The allegations first emerged after Saturday’s match when Eldense player Cheikh Saad hinted on Twitter that something wasn’t right. Saad called the 12-0 result “unreal” and said, “In the end, everything will come to light.”

Saad later gave an interview to Spain’s COPE radio station, in which he said he knew some players had bet on the match that Eldense would lose by a “very high” margin.

In other interviews, ESPN FC reports, Saad specifically accused three teammates and assistant coach Fran Ruiz Casares, who became acting head coach in February, of fixing the game.
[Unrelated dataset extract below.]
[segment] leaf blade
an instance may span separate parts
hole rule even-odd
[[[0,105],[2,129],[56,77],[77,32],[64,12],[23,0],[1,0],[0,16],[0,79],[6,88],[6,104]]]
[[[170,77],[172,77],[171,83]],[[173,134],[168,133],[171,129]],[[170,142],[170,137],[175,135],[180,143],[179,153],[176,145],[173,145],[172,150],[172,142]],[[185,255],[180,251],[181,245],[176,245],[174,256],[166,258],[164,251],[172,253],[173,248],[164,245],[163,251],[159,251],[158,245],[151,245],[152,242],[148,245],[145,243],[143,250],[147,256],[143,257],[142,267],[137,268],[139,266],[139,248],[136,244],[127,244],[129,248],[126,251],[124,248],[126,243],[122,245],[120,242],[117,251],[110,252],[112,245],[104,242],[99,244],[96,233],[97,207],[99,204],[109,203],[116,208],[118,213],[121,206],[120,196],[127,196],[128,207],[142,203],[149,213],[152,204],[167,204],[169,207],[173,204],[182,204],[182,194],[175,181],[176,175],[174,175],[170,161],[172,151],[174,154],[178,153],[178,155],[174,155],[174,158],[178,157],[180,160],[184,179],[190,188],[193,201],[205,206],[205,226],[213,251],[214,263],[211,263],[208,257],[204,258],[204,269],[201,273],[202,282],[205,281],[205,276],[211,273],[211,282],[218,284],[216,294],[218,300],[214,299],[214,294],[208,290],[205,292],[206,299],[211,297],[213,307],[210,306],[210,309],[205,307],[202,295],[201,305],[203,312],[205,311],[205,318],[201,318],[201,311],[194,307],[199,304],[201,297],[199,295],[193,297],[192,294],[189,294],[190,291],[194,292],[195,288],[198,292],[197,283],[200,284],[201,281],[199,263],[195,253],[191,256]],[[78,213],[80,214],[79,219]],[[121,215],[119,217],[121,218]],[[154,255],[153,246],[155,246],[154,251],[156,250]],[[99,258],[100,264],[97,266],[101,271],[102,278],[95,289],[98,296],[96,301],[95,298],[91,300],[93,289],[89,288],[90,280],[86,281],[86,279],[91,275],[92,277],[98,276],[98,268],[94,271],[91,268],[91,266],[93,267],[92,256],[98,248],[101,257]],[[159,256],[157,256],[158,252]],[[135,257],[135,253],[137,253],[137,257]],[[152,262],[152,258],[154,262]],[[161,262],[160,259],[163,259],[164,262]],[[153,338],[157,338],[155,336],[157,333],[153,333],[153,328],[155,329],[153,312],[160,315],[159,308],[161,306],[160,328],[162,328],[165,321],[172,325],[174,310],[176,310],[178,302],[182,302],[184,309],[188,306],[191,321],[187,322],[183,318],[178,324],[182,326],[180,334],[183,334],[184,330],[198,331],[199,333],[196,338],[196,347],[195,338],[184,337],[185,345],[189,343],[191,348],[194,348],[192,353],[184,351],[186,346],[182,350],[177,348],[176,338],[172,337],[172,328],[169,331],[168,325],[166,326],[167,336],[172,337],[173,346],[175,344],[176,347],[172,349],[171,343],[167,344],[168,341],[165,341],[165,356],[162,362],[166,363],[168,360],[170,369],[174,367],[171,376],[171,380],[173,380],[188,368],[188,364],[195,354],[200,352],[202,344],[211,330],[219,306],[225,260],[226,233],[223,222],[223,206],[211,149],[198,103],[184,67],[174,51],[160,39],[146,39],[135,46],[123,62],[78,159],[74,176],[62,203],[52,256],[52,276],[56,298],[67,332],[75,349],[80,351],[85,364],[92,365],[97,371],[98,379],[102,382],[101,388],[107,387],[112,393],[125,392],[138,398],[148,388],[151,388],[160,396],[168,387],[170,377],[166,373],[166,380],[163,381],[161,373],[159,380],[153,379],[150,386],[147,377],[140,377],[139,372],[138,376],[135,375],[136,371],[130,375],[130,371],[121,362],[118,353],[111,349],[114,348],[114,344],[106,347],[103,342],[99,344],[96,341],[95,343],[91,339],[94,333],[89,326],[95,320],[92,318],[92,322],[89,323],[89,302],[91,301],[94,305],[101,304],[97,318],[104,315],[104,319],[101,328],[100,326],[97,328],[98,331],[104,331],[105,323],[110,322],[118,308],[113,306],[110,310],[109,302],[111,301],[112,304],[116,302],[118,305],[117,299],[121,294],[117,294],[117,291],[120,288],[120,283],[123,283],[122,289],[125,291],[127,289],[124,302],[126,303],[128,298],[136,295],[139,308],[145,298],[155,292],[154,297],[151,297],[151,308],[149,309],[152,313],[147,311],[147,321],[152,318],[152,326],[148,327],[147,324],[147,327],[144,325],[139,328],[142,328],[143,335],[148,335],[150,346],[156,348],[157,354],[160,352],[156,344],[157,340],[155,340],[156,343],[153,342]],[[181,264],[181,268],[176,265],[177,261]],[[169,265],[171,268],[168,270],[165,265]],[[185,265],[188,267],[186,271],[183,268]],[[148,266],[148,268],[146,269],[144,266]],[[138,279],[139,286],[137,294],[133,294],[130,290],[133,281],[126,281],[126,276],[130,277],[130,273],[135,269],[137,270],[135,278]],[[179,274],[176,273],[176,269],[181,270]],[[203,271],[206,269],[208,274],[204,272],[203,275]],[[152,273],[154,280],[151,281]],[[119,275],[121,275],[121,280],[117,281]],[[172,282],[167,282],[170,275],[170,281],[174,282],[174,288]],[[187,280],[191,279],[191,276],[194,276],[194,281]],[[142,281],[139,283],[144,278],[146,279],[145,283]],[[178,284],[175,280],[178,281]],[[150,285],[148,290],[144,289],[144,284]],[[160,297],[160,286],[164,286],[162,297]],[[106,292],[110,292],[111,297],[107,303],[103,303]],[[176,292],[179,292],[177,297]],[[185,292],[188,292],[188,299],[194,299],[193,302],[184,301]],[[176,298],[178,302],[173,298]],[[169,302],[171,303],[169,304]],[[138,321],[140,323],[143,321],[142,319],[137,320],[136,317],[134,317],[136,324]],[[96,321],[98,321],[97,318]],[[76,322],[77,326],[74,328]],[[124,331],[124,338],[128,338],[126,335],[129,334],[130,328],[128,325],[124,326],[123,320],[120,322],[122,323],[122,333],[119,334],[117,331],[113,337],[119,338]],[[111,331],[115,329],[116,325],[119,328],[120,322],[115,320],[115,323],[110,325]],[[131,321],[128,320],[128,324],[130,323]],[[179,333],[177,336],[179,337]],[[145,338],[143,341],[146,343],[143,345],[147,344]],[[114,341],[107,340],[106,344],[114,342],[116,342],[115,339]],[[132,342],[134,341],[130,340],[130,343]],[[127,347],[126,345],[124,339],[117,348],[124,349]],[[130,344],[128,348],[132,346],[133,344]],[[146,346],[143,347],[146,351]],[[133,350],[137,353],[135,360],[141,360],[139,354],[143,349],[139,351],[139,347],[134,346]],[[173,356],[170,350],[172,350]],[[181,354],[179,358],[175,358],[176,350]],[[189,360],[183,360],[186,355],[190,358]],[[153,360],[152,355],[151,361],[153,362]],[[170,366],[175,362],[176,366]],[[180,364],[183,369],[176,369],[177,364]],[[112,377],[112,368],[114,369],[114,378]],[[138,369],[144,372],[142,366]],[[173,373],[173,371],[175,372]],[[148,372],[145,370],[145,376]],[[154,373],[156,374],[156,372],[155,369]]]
Saad wasn’t the only player to speak out either. Not long afterward, Eldense defender Emmanuel Mendy seconded Saad’s accusations during an interview with Spanish radio station Cadena Ser, when he said Ruiz Casares approached him about fixing the game.

“He asked me if I was in and how much I wanted and if I wasn’t in then I wouldn’t play,” Mendy said Tuesday morning (via the BBC).

Teammate David Azin told Germany’s Welt TV, that he had also heard that Ruiz Casares was talking about the plan before the match.

“Our assistant coach told another already in the hotel that this match must be lost with a margin higher than five,” Azin told the network (via ESPN FC). “Because I knew which players were involved, it was evident to me that they put on a show and you could see they were not even giving it 50 percent.”

Eldense’s head coach became roped into the allegations when Ruiz Casares gave an interview to Cadena Ser to defend himself, noting, “In principle the orders came from above, from the coach.”

Ruiz Casares, who was arrested in connection to the matter, continued, “I didn’t know what to do. I was between a rock and a hard place. I didn’t say a word on the bench, I made no substitutions and I didn’t send anyone out to warm up. Then I resigned from the club.”

Of the players implicated, only two have been publicly named — midfielders Nico Chafer and Mike Wayne Fernandez Greenwood, who was on loan from Spanish first-division side Valencia.

A spokesperson for Valencia told ESPN FC the club is “aware of the current situation,” and that “the player is entitled to a presumption of innocence.”

“We have zero tolerance regarding this issues,” the spokesperson continued, “and we will wait to see what happens.”

On Wednesday, however, Spanish soccer’s governing body appeared to announce it had enough evidence to initiate what it called an “extraordinary disciplinary procedure” in a statement.

“The competition judge considers there is enough rational evidence to begin extraordinary disciplinary proceedings against Club Deportivo Eldense, and all its members, players, staff and the club delegate that were included in that match report,” the statement said, calling the result of Saturday’s match “striking.”

The president of Eldense’s managing board, meanwhile, also appeared shocked by the result. David Aguilar, who has not been implicated in the scandal, said he suspected something was off during halftime when he tried to gain access to the locker room. At that time the team was already down, 8-0. However, Aguilar said he was barred from entering the facility.

“The management board met on Sunday morning and took the decision to break with the Italian group that runs the club,” he told Spanish newspaper AS, speaking of a group of investors who wielded influence in the club.

“We had doubts about what was happening for two or three weeks,” he continued, calling some decisions about who played, who was on the bench and who was left off the squad at any given fixture “a little strange.”

“This has been the last straw,” he added.